Department of Computer Science, University of Virginia, Charlottesville, VA, USA.
Department of Information and Communication Engineering, Beijing University of Technology, Beijing, China.
Bioinformatics. 2019 Oct 1;35(19):3794-3802. doi: 10.1093/bioinformatics/btz142.
MEDLINE is the primary bibliographic database maintained by National Library of Medicine (NLM). MEDLINE citations are indexed with Medical Subject Headings (MeSH), which is a controlled vocabulary curated by the NLM experts. This greatly facilitates the applications of biomedical research and knowledge discovery. Currently, MeSH indexing is manually performed by human experts. To reduce the time and monetary cost associated with manual annotation, many automatic MeSH indexing systems have been proposed to assist manual annotation, including DeepMeSH and NLM's official model Medical Text Indexer (MTI). However, the existing models usually rely on the intermediate results of other models and suffer from efficiency issues. We propose an end-to-end framework, MeSHProbeNet (formerly named as xgx), which utilizes deep learning and self-attentive MeSH probes to index MeSH terms. Each MeSH probe enables the model to extract one specific aspect of biomedical knowledge from an input article, thus comprehensive biomedical information can be extracted with different MeSH probes and interpretability can be achieved at word level. MeSH terms are finally recommended with a unified classifier, making MeSHProbeNet both time efficient and space efficient.
MeSHProbeNet won the first place in the latest batch of Task A in the 2018 BioASQ challenge. The result on the last test set of the challenge is reported in this paper. Compared with other state-of-the-art models, such as MTI and DeepMeSH, MeSHProbeNet achieves the highest scores in all the F-measures, including Example Based F-Measure, Macro F-Measure, Micro F-Measure, Hierarchical F-Measure and Lowest Common Ancestor F-measure. We also intuitively show how MeSHProbeNet is able to extract comprehensive biomedical knowledge from an input article.

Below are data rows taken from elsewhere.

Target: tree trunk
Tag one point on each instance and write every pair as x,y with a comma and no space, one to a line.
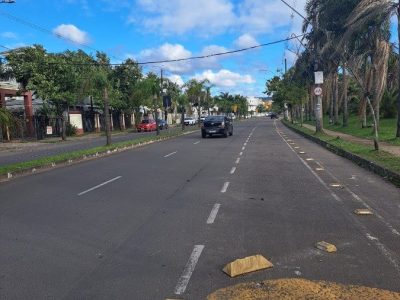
345,104
107,118
331,107
335,99
376,137
398,73
64,128
364,114
183,118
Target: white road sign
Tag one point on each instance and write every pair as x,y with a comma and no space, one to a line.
318,91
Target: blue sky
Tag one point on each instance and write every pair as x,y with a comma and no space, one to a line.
166,29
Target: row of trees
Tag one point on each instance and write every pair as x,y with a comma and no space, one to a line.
350,41
65,79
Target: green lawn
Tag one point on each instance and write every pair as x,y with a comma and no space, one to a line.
80,154
387,129
379,157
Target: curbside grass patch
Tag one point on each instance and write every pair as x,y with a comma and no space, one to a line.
379,162
12,170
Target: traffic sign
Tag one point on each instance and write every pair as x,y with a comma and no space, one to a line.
318,91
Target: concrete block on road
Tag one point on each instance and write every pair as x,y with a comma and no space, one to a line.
325,246
247,265
363,212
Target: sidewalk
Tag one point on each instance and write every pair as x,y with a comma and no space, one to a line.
395,150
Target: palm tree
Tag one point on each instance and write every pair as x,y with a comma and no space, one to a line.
376,13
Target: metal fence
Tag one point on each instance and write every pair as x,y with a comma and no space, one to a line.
41,126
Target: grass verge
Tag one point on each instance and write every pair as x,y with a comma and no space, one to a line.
81,154
381,158
387,129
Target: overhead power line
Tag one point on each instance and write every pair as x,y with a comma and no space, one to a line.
196,57
219,53
47,31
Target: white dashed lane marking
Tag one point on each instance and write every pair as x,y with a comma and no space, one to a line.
225,187
213,213
172,153
100,185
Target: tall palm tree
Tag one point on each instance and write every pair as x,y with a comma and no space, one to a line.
376,13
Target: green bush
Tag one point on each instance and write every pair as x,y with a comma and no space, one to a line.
71,129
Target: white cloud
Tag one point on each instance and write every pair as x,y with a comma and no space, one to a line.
225,78
72,33
168,52
204,17
246,40
9,35
259,17
211,17
176,79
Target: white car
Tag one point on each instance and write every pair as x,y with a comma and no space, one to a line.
189,121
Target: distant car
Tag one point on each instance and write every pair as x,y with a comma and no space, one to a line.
189,121
146,125
217,125
162,124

MEDLINE 是由美国国立医学图书馆(NLM)维护的主要书目数据库。MEDLINE 引文使用医学主题词(MeSH)进行索引,MeSH 是由 NLM 专家策划的受控词汇。这极大地方便了生物医学研究和知识发现的应用。目前,MeSH 索引是由人类专家手动完成的。为了降低与手动注释相关的时间和金钱成本,已经提出了许多自动 MeSH 索引系统来辅助手动注释,包括 DeepMeSH 和 NLM 的官方模型 Medical Text Indexer(MTI)。然而,现有的模型通常依赖于其他模型的中间结果,并存在效率问题。我们提出了一个端到端的框架,MeSHProbeNet(以前称为 xgx),它利用深度学习和自注意 MeSH 探针来索引 MeSH 术语。每个 MeSH 探针使模型能够从输入文章中提取一个特定的生物医学知识方面,因此可以使用不同的 MeSH 探针提取全面的生物医学信息,并在单词级别实现可解释性。MeSH 术语最终通过统一的分类器进行推荐,使 MeSHProbeNet 既高效又节省空间。
MeSHProbeNet 在 2018 年 BioASQ 挑战赛的最新一轮任务 A 中获得第一名。本文报告了该挑战赛最后一个测试集的结果。与其他最先进的模型(如 MTI 和 DeepMeSH)相比,MeSHProbeNet 在所有 F 度量中(包括基于示例的 F 度量、宏 F 度量、微 F 度量、层次 F 度量和最低公共祖先 F 度量)均取得了最高分数。我们还直观地展示了 MeSHProbeNet 如何从输入文章中提取全面的生物医学知识。